Edge Results Shown First

When you look at the leaderboard, callers are ranked in a specific order: callers with a statistically-supported edge (95% CI entirely above the 50% coin-flip) appear first. Then callers whose results are negative (95% CI entirely below 50%). Then callers with insufficient data or no significant edge.

This isn't bias — it's the honest way to surface signal. If a caller has only 15 calls with a 73% win rate, they'll be ranked below a caller with 200 calls and a 55% win rate, because the first caller's sample is too small to trust.

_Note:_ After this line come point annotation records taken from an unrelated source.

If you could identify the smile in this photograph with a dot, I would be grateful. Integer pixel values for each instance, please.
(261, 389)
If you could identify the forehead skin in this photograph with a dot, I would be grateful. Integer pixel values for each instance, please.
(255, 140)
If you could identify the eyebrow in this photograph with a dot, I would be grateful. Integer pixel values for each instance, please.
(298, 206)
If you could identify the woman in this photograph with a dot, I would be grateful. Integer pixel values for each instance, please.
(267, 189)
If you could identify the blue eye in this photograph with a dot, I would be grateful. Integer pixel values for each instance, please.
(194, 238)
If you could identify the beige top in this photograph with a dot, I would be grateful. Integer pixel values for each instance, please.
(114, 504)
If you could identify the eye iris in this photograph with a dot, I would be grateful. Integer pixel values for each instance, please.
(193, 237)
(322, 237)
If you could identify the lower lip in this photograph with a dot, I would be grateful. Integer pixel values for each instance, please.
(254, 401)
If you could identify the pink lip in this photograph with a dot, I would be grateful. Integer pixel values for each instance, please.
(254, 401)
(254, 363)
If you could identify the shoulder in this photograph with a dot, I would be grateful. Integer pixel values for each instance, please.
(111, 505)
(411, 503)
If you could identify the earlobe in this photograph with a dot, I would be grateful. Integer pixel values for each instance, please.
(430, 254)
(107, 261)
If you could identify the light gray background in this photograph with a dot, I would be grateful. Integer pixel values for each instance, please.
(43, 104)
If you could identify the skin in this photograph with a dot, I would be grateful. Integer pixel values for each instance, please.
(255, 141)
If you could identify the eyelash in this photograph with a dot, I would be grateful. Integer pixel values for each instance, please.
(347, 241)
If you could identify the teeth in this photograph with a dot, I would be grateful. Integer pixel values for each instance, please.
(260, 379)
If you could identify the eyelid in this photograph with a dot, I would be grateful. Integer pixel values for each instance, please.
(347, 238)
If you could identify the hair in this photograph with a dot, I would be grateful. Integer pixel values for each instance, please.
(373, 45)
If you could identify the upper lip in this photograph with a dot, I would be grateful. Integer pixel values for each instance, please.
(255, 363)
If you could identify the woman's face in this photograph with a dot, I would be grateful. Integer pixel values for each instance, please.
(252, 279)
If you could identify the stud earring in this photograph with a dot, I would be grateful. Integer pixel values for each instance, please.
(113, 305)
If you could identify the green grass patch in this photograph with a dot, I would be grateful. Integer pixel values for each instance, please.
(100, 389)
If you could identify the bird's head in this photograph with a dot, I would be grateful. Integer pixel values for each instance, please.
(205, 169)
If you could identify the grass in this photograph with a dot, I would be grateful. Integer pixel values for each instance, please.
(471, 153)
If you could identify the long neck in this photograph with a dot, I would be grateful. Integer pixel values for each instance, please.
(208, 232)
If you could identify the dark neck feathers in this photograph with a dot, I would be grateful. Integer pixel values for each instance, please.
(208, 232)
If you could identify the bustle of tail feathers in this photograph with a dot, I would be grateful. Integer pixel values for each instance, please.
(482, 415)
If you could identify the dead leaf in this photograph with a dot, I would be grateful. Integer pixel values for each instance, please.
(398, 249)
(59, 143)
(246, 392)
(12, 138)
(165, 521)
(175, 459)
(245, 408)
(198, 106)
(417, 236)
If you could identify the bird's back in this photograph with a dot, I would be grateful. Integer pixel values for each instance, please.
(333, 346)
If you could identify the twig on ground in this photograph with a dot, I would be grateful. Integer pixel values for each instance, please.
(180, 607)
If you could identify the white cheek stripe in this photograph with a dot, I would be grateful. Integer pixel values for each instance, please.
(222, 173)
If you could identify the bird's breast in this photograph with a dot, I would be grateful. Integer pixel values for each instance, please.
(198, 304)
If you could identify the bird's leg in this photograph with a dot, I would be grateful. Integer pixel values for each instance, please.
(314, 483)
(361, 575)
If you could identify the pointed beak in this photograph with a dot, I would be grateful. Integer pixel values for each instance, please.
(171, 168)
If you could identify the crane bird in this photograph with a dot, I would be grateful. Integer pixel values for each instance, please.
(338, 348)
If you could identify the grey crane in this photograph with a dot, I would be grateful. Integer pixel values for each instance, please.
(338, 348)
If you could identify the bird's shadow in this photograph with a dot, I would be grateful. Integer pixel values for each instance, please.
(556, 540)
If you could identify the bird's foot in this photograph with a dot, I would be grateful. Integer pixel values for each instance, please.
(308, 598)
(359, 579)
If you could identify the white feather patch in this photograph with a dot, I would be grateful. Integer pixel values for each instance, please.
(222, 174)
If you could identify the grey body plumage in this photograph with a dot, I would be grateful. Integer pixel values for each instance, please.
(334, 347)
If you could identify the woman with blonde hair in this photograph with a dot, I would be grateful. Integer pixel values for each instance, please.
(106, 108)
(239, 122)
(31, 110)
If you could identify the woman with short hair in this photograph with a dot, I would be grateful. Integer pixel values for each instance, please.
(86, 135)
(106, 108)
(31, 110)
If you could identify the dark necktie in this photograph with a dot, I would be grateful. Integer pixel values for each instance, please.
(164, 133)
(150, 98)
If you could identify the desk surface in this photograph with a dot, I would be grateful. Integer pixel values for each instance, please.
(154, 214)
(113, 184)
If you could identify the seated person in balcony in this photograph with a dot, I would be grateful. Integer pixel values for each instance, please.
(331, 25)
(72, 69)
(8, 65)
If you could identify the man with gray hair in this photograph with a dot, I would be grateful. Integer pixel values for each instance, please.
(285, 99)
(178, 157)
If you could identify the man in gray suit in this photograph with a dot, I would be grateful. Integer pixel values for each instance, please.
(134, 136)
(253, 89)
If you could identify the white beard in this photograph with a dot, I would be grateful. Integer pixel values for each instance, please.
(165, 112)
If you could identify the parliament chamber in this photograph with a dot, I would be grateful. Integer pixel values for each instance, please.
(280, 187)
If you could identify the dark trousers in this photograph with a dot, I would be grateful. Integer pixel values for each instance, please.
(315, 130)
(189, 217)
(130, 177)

Why this matters: A small sample that looks amazing is often just noise. By ranking edge results first, we surface the callers with enough data to say something meaningful — not the ones who happened to get lucky on their first 10 calls.

(1) Significance Flag Explanation

Every horizon gets one of four flags. These aren't opinions — they're computed from the statistics:

Flag Meaning What It Looks Like
edge The caller's hit rate is statistically above 50% — the lower bound of the 95% CI is above 50%. This means we can say with 95% confidence that the caller is better than a coin flip. CI: [58.2%, 74.1%] → lower bound 58.2% > 50%
negative The caller's hit rate is statistically below 50% — the upper bound of the 95% CI is below 50%. This caller is worse than random at this horizon. CI: [31.3%, 46.8%] → upper bound 46.8% < 50%
not significant The 95% CI overlaps 50%. The caller's results could be from random chance — we can't rule out a coin flip. CI: [42.5%, 61.2%] → 50% is inside the range
insufficient sample Fewer than 20 calls at this horizon. No statistical test is reliable with such a small sample. We simply refuse to call it anything. n = 12 → below minimum gate of 20
Key rule: A caller with 4/5 correct calls (80%) shows "insufficient sample," not "edge." The minimum sample of 20 is a hard gate — no exceptions. Even 19/19 (100%) would be flagged insufficient because nineteen calls aren't enough to trust the statistics.

(2) 95% Confidence Interval — Explained

The 95% confidence interval is a range that tells you how reliable the observed hit rate is. It answers: "If we could watch this caller make calls forever, where would their true hit rate likely fall?"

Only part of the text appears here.